On Thursday night, a graceful display of perfection took place in Turino, Italy. On Tuesday of this week, during the woman's short program for figure skating Shizuka Arakawa, a leader of Japan's female figure skating team, completed her program, walked over off the ice, saw her scores and left. She did not display the business-like attitude of Russia's Irina Slutskava or the self-motivated attitude that America's Sasha Cohen continually muttered to herself. Rather, there was a void of attitude all together.

After the short program on Tuesday night Arakawa was third behind Slutskava and Cohen. After the first two groups went, Cohen skated. She fell, twice. Hamilton and Co. speaking optimistically five minutes previous were reduced to state the obvious. Once again, Cohen had choked. Then Arakawa put her brilliant spins on display and finished a flawless program. The commentary mentioned none of this only cautiousness; giddy expectancy for Slutskava claiming the gold the undertune to every word uttered. When Irina Slutskava took the ice she had truly a golden opportunity, but a sub-par skate, that included a fall, left her with the bronze and shell-shock.
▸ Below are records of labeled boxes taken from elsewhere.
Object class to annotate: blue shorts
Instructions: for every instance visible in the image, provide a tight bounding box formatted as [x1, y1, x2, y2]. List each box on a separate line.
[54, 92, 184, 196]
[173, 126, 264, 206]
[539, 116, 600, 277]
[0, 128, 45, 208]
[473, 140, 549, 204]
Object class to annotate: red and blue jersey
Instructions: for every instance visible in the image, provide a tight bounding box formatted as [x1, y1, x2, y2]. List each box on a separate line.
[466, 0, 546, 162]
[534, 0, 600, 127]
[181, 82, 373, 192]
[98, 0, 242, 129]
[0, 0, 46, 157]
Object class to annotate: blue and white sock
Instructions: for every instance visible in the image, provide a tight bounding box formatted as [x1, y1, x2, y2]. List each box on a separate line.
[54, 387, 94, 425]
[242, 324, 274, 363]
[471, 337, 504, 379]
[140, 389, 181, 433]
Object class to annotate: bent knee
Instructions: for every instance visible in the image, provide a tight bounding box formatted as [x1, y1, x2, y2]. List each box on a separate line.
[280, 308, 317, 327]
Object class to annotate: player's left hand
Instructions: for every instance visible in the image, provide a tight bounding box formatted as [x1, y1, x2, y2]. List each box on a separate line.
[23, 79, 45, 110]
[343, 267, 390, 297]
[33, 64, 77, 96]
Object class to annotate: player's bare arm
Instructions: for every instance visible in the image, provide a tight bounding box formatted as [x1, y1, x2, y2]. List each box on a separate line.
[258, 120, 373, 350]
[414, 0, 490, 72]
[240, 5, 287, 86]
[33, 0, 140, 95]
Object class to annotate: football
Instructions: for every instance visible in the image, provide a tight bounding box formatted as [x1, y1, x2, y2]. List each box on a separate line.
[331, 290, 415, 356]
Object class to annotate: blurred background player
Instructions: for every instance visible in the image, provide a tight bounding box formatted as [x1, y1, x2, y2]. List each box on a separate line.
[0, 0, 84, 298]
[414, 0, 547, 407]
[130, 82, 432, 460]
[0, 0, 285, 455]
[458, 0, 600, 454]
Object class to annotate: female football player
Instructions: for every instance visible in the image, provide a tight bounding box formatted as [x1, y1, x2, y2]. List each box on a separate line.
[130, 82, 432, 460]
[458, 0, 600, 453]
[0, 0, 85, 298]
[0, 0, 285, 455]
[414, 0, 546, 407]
A fan of Olympic skating since boyhood, I was continually confused by the analysis of the new scoring, and would have preferred to mute the commentary of Dick Button, Scott Hamilton, et., al, if not for wanting to listen to the music that accompanied the skaters. What I was most upset about was the lack of constructive i.e. positive commentary on the woman who won the Gold, gave Japan its first gold medal in the games, and Japan's first for the sport. There was no documentary before she skated or after she had won. There was no interview, which I would have at least expected, and the news in today's papers make the win seem more like a gift than hard work. This is more than unfortunate. It poorly serves the Olympic tradition and American tradition for loving hard-won victories. Maybe the reason is because Arakawa's skate in its flawlessness, though deserving of commentary, hide the hard work. I would hope this is the reason. Arakawa made the win look easy, which it was not, and in doing so has shown how an ideal Olympian should be.